Si toute formulation d’aliment est une question d’équilibre, celle du 1er âge est une affaire de funambule ; le porcelet sevré est un animal hypersensible.
Déboussolé par le changement de local et l’absence de sa mère, immature au niveau digestif et immunitaire, le porcelet a fort à faire pour garder bonne mine en post-sevrage. Son intestin, quinze fois moins volumineux que celui du charcutier, sécrète bien moins d’enzymes, d’acides ou d’hormones pour dissoudre les matières premières. Ses villosités intestinales peu développées nuisent à la capacité d’absorption des nutriments. Pourtant, les coefficients de digestibilité utilisés pour le porcelet sevré sont généralement issus, pour des raisons techniques, de mesures réalisées sur le porc charcutier.
« Nous avons donc développé un système basé sur la protéine digestible pour prédire l’évolution des performances et la santé du porcelet », explique Arnaud Samson, du service de recherche de Wisium, acteur de la nutrition animale, intervenant à une journée technique à Nantes.
Le porcelet doit avoir suffisamment de protéines pour optimiser sa croissance musculaire mais pas trop pour limiter la quantité d’azote arrivant dans le gros intestin. Ces protéines, non utilisées dans la première partie du tube digestif, sont fermentées par les bactéries pathogènes. Les gaz produits, les acides gras et les diverses autres substances affectent l’imperméabilité membranaire et provoquent des toxicités, de l’inflammation ou des infections.
Des fibres
« Lorsque les pathogènes ont accès à des fibres, la quantité de métabolites toxiques est réduite car elles délaissent les protéines indigestibles ». Attention toutefois à l’excès de ces fibres qui pénalise l’ingestion des aliments… Peut-on réduire ces protéines indigestibles en abaissant la teneur en matières azotées totales (MAT) dans l’aliment ? « La baisse de MAT est efficace mais contre-productive, même avec un maintien des acides aminés essentiels.
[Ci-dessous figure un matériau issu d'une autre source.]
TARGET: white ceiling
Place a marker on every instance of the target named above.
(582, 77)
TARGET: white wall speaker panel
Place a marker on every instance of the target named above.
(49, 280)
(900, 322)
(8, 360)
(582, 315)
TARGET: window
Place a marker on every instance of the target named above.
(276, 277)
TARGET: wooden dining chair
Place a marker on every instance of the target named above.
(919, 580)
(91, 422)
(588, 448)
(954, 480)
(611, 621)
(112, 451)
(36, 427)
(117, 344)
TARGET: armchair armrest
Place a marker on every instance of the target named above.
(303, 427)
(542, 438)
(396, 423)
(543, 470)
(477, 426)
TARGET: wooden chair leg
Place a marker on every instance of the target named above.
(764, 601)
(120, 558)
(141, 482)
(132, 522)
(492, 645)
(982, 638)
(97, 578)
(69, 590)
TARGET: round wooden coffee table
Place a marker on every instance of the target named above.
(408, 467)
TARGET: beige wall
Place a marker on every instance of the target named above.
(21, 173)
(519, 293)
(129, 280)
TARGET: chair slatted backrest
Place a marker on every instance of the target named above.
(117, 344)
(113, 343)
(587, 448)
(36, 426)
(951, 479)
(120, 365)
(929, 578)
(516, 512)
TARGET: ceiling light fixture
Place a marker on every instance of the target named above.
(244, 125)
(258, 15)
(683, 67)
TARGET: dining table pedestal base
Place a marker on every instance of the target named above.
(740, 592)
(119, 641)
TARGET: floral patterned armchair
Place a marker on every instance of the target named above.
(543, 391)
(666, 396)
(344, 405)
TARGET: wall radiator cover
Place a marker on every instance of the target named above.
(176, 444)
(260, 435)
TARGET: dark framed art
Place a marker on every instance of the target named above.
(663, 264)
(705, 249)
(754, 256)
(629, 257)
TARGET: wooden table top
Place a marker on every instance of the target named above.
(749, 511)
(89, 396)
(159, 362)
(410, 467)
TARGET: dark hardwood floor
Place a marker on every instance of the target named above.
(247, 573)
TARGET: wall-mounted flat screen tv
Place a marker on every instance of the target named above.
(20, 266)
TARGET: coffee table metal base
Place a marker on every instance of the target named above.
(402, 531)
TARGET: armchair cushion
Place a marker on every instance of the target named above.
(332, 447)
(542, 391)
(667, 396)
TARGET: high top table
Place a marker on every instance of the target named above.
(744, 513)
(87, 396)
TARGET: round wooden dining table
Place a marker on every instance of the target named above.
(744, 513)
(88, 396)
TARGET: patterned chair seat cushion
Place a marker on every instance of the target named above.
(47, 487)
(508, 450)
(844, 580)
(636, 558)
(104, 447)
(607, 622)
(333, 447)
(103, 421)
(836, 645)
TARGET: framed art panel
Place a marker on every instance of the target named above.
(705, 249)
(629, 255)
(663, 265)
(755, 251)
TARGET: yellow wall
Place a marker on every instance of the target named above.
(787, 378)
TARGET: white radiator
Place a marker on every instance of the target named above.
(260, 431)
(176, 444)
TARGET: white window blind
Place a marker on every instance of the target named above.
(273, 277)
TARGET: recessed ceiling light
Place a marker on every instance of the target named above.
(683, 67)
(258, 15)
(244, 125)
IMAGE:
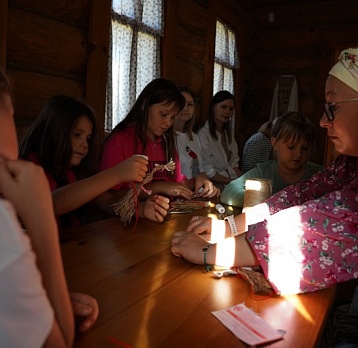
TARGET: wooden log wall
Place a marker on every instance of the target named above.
(304, 40)
(52, 47)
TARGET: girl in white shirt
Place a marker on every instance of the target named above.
(188, 144)
(219, 148)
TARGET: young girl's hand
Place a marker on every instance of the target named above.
(132, 169)
(155, 208)
(205, 188)
(84, 306)
(199, 224)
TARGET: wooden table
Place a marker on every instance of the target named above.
(150, 298)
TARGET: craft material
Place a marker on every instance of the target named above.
(129, 204)
(256, 191)
(220, 208)
(181, 206)
(248, 326)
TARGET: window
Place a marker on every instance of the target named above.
(226, 58)
(134, 57)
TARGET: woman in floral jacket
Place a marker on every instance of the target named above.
(304, 237)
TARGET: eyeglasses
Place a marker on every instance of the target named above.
(330, 108)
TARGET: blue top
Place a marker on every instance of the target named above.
(233, 194)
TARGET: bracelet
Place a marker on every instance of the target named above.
(205, 250)
(232, 224)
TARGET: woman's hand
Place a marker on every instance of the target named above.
(155, 208)
(189, 246)
(84, 306)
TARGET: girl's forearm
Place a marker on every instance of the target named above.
(44, 239)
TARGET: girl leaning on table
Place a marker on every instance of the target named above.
(293, 137)
(148, 130)
(305, 236)
(35, 303)
(188, 144)
(62, 140)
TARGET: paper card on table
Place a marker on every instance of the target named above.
(247, 326)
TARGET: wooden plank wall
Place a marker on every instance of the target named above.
(51, 47)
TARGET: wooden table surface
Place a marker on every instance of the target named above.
(150, 298)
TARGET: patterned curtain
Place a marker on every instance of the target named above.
(226, 58)
(134, 57)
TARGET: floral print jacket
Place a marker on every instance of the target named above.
(306, 239)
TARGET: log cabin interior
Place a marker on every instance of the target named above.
(61, 47)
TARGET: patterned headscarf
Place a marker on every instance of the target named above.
(346, 69)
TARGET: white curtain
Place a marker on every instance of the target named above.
(226, 58)
(134, 57)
De 19 % à 17 % de MAT, le GMQ diminue de 40 g soit 800 g en fin de 1er âge. En dessous de 16 %, la réduction peut même être problématique pour la santé intestinale ».
Il est donc indispensable de conserver un minimum de protéines digestibles. « Maintenir les apports d’acides aminés essentiels dans un contexte où les apports en protéines sont réduits revient à faire apparaître une carence en acides aminés non essentiels ». Or, certains d’entre eux jouent un rôle crucial dans la santé intestinale du porcelet.
Âge au sevrage
Les apports de protéines dépendent du contexte. « Le besoin est plus élevé sur des porcelets sevrés à 21 jours qu’à 28 jours. Un mauvais sanitaire induit une modification des besoins en acides aminés ». Leur utilisation dépend des autres nutriments. « Le glucose constitue la première source énergétique pour les entérocytes. S’il vient à manquer, les acides aminés vont être oxydés par la muqueuse intestinale ». Les fibres sont essentielles pour éviter les fermentations liées aux protéines indigestibles… On le voit, la formulation d’un 1er âge est une affaire d’équilibriste.